Il Consiglio considera altresì che la nozione di “privazione di liberta”, definita come l’arresto preceduto da un mandato o un ordine, debba essere precisata per garantire che la competenza rimanga alla magistratura giudicante e non a quella inquirente.

Va precisato che le perquisizioni notturne sono già consentite in caso di flagranza di reato (legge del 7 luglio 1969).

ii) L’estensione della possibilità di effettuare le intercettazioni telefoniche in caso di violazione della legislazione sulle armi. Il Consiglio di Stato ha dato il suo assenso perché è previsto un obbligo di motivazione speciale in capo al giudice istruttore.
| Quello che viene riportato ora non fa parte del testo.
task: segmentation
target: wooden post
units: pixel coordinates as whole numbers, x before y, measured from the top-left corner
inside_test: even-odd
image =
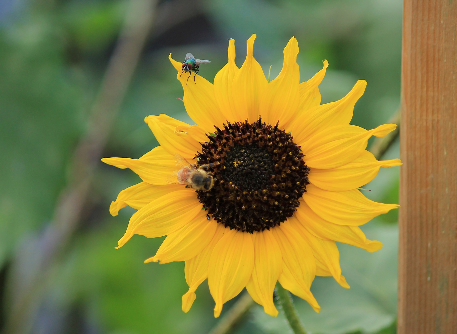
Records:
[[[398,334],[457,334],[457,0],[404,0]]]

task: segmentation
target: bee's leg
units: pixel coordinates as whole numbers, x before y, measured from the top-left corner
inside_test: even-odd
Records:
[[[202,164],[200,166],[200,168],[209,168],[209,167],[214,167],[216,164]]]
[[[192,73],[190,71],[189,71],[189,76],[187,77],[187,81],[186,82],[186,84],[187,85],[187,83],[189,82],[189,78],[191,77],[191,74]]]

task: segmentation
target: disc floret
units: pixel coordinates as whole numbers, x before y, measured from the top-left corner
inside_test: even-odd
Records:
[[[260,118],[215,128],[197,154],[199,165],[214,164],[213,189],[197,191],[213,219],[252,233],[292,217],[309,183],[309,169],[291,135]]]

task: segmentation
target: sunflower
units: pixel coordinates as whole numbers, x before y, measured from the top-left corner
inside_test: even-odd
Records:
[[[399,206],[371,201],[357,189],[381,167],[401,164],[399,159],[378,161],[365,150],[371,136],[382,137],[396,125],[367,130],[349,124],[366,81],[357,81],[341,100],[321,105],[318,86],[327,61],[300,83],[292,37],[281,73],[269,82],[253,57],[255,37],[247,40],[239,69],[234,41],[229,41],[228,62],[213,84],[199,75],[195,83],[187,81],[182,63],[170,54],[186,110],[197,125],[148,116],[145,122],[160,146],[138,159],[102,159],[130,168],[143,180],[121,191],[110,207],[113,216],[127,206],[138,210],[117,248],[134,234],[166,235],[145,262],[186,261],[185,312],[207,278],[216,317],[245,287],[276,316],[277,281],[319,312],[310,291],[315,276],[333,276],[349,288],[335,242],[379,249],[382,244],[368,240],[358,226]],[[170,183],[170,178],[180,180],[176,170],[181,182]],[[182,184],[184,174],[189,180],[195,173],[202,177],[199,186]]]

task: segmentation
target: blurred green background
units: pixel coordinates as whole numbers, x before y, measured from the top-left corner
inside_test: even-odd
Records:
[[[11,268],[24,276],[68,181],[70,158],[112,53],[126,8],[124,0],[0,0],[0,326],[8,318],[15,289]],[[298,41],[301,81],[329,66],[319,86],[322,102],[343,96],[358,79],[368,85],[352,124],[372,128],[386,122],[399,104],[401,0],[165,0],[103,156],[138,158],[157,145],[143,121],[166,113],[191,122],[180,84],[167,56],[187,52],[208,59],[200,74],[210,81],[227,61],[227,39],[235,39],[236,62],[256,33],[254,56],[271,76],[282,49]],[[384,159],[399,157],[398,143]],[[217,322],[207,283],[187,313],[184,263],[144,264],[162,239],[135,235],[114,246],[134,210],[110,216],[118,192],[139,181],[128,170],[100,163],[83,219],[46,279],[44,297],[30,332],[43,334],[204,334]],[[397,203],[398,167],[382,170],[365,187],[374,200]],[[295,298],[305,328],[321,334],[395,333],[397,213],[362,227],[384,248],[374,254],[339,244],[343,274],[351,288],[316,277],[312,291],[321,307],[314,312]],[[43,246],[43,245],[42,245]],[[44,247],[44,246],[43,246]],[[24,254],[26,256],[24,256]],[[19,256],[18,254],[22,254]],[[30,254],[30,256],[27,255]],[[24,260],[25,259],[25,260]],[[15,287],[16,286],[16,288]],[[233,304],[224,307],[226,312]],[[223,312],[223,315],[224,312]],[[253,307],[234,333],[289,333],[284,317]]]

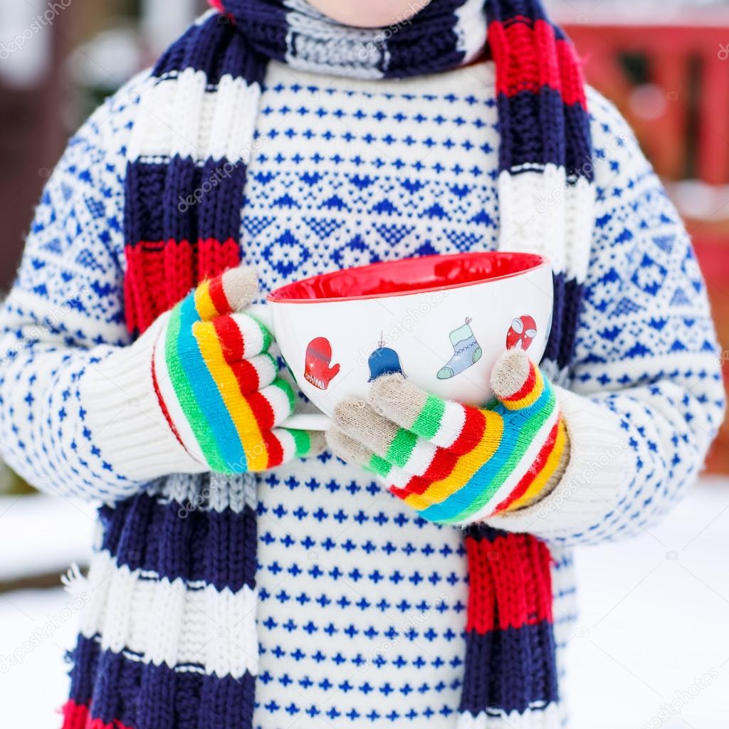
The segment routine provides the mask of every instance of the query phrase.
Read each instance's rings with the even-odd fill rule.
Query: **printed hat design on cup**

iii) La riorganizzazione del sistema di trattamento dei dati personali, con la creazione di una nuova banca dati gestita congiuntamente dai ministeri dell’interno e della giustizia.

Il Governo ha, inoltre, annunciato la sua volontà di i) portare da 24 a 72 ore il fermo di polizia per i reati di terrorismo; ii) imporre il braccialetto elettronico per le persone schedate dai Servizi che analizzano la minaccia terroristica, a seguito di una procedura contraddittoria i cui contorni non sono ancora definiti; iii)prevedere l’incarcerazione delle persone “sospette” provenienti dall’estero.

4. I pericoli legati alla legge sulla sicurezza dello Stato

Questa legge del 30 novembre 1998 definisce l’estremismo come «ogni concezione o atteggiamento razzista, xenofobo, anarchico, nazionalista, autoritario o totalitario, che sia di carattere politico, ideologico, confessionale o filosofico, contrario, in teoria o in pratica, ai principi della democrazia o dei diritti umani, al buon funzionamento delle istituzioni democratiche o agli altri fondamenti dello Stato di diritto».

I Servizi di informazione competenti hanno quindi come missione di ricercare e lottare contro le concezioni “anarchiche”, anche di carattere filosofico o politico.